The prison of this world.
I lay thinking for long minutes, until the weight of it was all so intense upon my chest that I thought a seizure were come upon me and almost cried out, throwing myself from the bed into the merciless cold.
Wide awake, now. Standing at the window, looking out over the empty street and the night-grey ghost of the abbey just barely outlined under a misted moon. Then I was sinking to my knees and praying that, if only this once, I might know the mind of God. Asking, in essence, if I should take it that this third awakening was a dark summons into a deeper dark.

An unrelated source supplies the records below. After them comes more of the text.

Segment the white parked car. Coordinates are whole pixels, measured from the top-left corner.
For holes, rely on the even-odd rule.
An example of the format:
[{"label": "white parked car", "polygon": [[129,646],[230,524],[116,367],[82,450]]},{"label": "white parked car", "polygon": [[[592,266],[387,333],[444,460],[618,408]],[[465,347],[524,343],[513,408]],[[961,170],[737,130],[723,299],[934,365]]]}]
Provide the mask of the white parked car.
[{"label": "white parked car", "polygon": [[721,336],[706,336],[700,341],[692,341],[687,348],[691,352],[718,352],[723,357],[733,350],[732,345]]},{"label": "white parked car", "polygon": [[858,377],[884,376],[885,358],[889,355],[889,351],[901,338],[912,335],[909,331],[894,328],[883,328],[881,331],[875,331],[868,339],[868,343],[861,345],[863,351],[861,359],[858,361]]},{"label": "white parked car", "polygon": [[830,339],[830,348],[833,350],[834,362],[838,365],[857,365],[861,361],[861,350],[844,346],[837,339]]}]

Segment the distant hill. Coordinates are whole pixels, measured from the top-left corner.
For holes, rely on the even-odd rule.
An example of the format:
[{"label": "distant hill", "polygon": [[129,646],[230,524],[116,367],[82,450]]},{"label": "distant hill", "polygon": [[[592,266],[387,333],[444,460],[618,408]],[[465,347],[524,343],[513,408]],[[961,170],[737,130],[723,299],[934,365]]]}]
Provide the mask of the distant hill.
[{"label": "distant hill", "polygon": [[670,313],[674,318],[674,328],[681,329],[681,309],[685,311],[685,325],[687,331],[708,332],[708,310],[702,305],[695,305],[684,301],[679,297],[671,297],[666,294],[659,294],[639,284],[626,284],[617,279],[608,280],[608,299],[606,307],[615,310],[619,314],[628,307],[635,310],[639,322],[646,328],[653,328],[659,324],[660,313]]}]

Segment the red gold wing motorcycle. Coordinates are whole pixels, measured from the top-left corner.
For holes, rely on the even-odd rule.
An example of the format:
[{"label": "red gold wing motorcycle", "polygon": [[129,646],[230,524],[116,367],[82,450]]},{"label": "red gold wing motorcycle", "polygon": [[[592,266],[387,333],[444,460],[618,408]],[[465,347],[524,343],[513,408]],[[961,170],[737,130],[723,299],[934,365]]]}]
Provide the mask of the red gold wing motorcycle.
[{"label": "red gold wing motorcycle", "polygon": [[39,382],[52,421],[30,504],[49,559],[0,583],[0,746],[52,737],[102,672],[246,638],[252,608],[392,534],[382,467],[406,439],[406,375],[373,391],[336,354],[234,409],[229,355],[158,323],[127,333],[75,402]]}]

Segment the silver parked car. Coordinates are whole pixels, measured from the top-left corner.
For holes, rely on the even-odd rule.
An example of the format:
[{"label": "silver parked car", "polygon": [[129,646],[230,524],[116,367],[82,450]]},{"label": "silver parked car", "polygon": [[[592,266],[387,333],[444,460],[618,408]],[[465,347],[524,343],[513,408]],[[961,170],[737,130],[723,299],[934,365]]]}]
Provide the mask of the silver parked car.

The idea of it filling me with such dread that it could only be countered by thoughts of Nel Borrow lying sleepless in some stinking, half-flooded dungeon, with the damp and the cold, the scurrying and the despair.
Having been, just once, consigned to such a place, I could not bear this and felt that I’d do anything. Wept over my praying hands before the abbey’s shell, the tears pouring out of me like lifeblood.